Já Ana Lindalva nasceu e cresceu no Pinheiro. E hoje também mora longe da casa onde cresceu. “Eu morava em uma casa que era da minha avó. Então, a história da minha vó, a história da minha mãe, ela ficou na memória, pois fisicamente a gente não tem mais aquele espaço”, explica a trabalhadora.
“Quando a gente foi expulso do bairro, a nossa realidade não permitia que a gente alugasse uma casa próxima a igreja, por conta dos valores dos aluguéis que subiram, então a questão financeira foi totalmente prejudicada. Mesmo a Braskem pagando auxílio aluguel, a realidade não permitia que a gente ficasse próximo do bairro”, completa
Até 2018, quando a movimentação do solo começou a surgir, o Pinheiro possuía padrão de renda mais alto em relação a outros bairros removidos.
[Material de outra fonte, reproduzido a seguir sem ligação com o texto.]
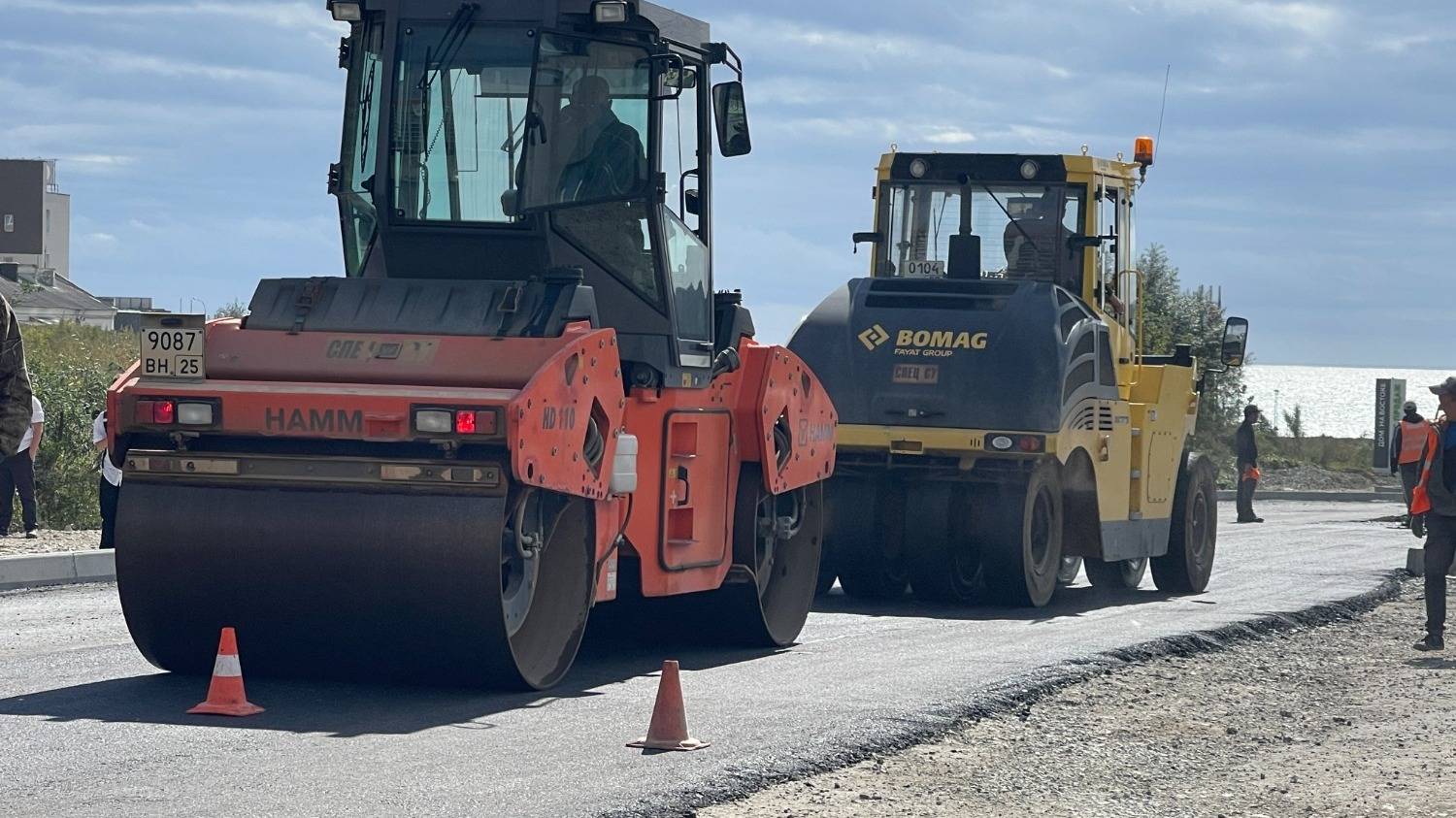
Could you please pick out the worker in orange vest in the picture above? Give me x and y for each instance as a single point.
(1412, 437)
(1435, 500)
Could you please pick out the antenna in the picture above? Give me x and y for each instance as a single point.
(1164, 110)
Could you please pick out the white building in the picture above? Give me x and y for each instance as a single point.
(35, 249)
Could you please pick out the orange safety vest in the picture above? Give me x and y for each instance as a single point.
(1412, 442)
(1421, 497)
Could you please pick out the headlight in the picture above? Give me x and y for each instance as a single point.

O bairro se verticalizava com novos empreendimentos imobiliários. Por isso, para o Pastor Wellington, a luta também é contra um crime imobiliário.
Isso porque o acordo assinado em 2019 pela Braskem, Ministério Público Federal e a Defensoria Pública da União estabelece que a mineradora vire dona da área dos imóveis que indenizar. Desde 2018, foram mais de 14 mil imóveis que passaram para o controle da petroquímica.
“A gente não está lutando por culto. A gente está lutando para que esse espaço seja um espaço de denúncia e de resistência e de disputa da memória e do território. Porque esse espaço não pertence a Braskem. Todo o resto pertence a Braskem”, finaliza o pastor.
Outro lado
Em resposta aos questionamentos enviados pela reportagem, a Braskem informou em nota que a empresa firmou cinco acordos com autoridades federais, estaduais e municipal que estão sendo cumpridos integralmente.
A empresa reiterou ainda que no “termo de Acordo Socioambiental firmado com o Ministério Público Federal, com participação do Ministério Público do Estado de Alagoas e adesão integral do Município, se compromete a não edificar nas áreas desocupadas, para fins comerciais ou habitacionais”. E que “discussões futuras sobre a área e sua utilização poderão ser feitas a partir do Plano Diretor do Município, instrumento amplamente debatido pelas autoridades e a sociedade, ou seja, em nenhum momento a decisão sobre o futuro da área caberá exclusivamente à Braskem”.
O Brasil de Fato também procurou a Defesa Civil de Maceió, mas não obteve resposta até o fechamento da reportagem. O espaço segue aberto.